Dans le cas d’un talonnage violent ou à haute vitesse sur des roches, les transmissions par embases et par modules orientables peuvent subir d’importantes avaries et des voies d’eau peuvent être engendrées par la rupture d’organes mécaniques assurant l’étanchéité entre la coque et les transmissions. Dans ce cas, il faudra également prendre des mesures urgentes pour mettre immédiatement le bateau au sec afin d’éviter un naufrage. Par ailleurs, un impact violent ou des contraintes excessives sur les transmissions peuvent parfois engendrer des dommages au tableau arrière ou à la coque dans la zone de fixation des transmissions.

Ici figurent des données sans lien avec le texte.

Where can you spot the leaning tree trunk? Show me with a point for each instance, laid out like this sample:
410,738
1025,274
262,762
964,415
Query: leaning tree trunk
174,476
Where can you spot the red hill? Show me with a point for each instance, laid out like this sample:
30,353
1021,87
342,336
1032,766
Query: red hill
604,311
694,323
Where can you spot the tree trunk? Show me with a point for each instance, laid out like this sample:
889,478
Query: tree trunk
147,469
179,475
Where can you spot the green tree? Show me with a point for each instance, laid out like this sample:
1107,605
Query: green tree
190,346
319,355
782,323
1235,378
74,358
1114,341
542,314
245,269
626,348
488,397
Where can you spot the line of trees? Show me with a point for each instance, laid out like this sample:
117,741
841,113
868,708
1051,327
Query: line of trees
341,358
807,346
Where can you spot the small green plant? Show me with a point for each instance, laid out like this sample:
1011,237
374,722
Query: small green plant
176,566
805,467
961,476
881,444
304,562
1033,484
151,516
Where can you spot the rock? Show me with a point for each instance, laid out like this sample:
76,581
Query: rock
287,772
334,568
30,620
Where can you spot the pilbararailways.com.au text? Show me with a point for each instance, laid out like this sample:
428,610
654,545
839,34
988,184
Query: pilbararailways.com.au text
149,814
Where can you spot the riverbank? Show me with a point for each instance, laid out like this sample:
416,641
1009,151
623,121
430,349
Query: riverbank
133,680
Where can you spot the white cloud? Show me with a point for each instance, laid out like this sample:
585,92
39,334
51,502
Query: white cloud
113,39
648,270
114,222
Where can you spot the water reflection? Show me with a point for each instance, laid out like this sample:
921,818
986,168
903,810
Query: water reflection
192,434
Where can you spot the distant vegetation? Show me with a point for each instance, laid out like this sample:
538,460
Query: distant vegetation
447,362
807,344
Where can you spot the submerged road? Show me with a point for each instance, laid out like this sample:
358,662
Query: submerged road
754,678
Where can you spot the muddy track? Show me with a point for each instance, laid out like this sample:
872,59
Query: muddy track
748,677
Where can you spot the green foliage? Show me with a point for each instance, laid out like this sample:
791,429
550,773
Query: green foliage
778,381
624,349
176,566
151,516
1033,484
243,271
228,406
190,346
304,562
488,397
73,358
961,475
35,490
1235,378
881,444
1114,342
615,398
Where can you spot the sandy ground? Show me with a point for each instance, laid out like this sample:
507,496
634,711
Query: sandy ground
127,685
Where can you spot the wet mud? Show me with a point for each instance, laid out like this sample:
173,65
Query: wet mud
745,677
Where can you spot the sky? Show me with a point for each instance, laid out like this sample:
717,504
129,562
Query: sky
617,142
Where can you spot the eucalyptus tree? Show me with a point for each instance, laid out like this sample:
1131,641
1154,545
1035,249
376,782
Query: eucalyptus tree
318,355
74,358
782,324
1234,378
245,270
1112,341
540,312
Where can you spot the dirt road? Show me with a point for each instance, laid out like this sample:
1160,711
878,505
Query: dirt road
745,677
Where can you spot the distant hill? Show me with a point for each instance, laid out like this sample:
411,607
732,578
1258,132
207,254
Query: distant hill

Sur les montages en ligne d’arbre, les arbres d’hélices et les chaises d’arbres peuvent être faussés et dans les cas extrêmes, la structure de la coque peut être délaminée ou éventrée au niveau de la fixation des chaises d’arbres qui, lors de l’impact sur des roches, agissent comme un bélier sur cette partie de la carène.
Enfin, il est naturel que selon le matériau de construction employé, un talonnage n’engendrera pas le même type d’avaries sur une coque métallique que sur une coque en polyester. Par exemple, les coques en acier des bateaux de croisière fluviale que l’on rencontre souvent aux Pays-Bas supporteront mieux un talonnage sur des roches pour autant que la coque soit bien construite et les soudures bien réalisées. L’acier commencera par se déformer au lieu de se rompre ce qui diminue bien entendu les risques de voies d’eau. Par ailleurs, les transmissions en ligne d’arbre de ce type de bateau sont souvent bien protégées par une quille assez profonde et parfois même par des tuyères.
Personne n’est à l’abri d’un talonnage ou d’un échouement. Néanmoins, quelques précautions peuvent être prises afin de réduire ce type de risque : assurer une veille permanente lorsque l’on est à la barre, bien connaître le plan d’eau, connaître en permanence sa position, adapter sa vitesse aux conditions de navigation, consulter les cartes marines, équiper le bateau d’un sondeur performant et de pompes d’assèchement de bonne qualité et d’un débit adéquat et surtout, naviguer avec un bateau en bon état.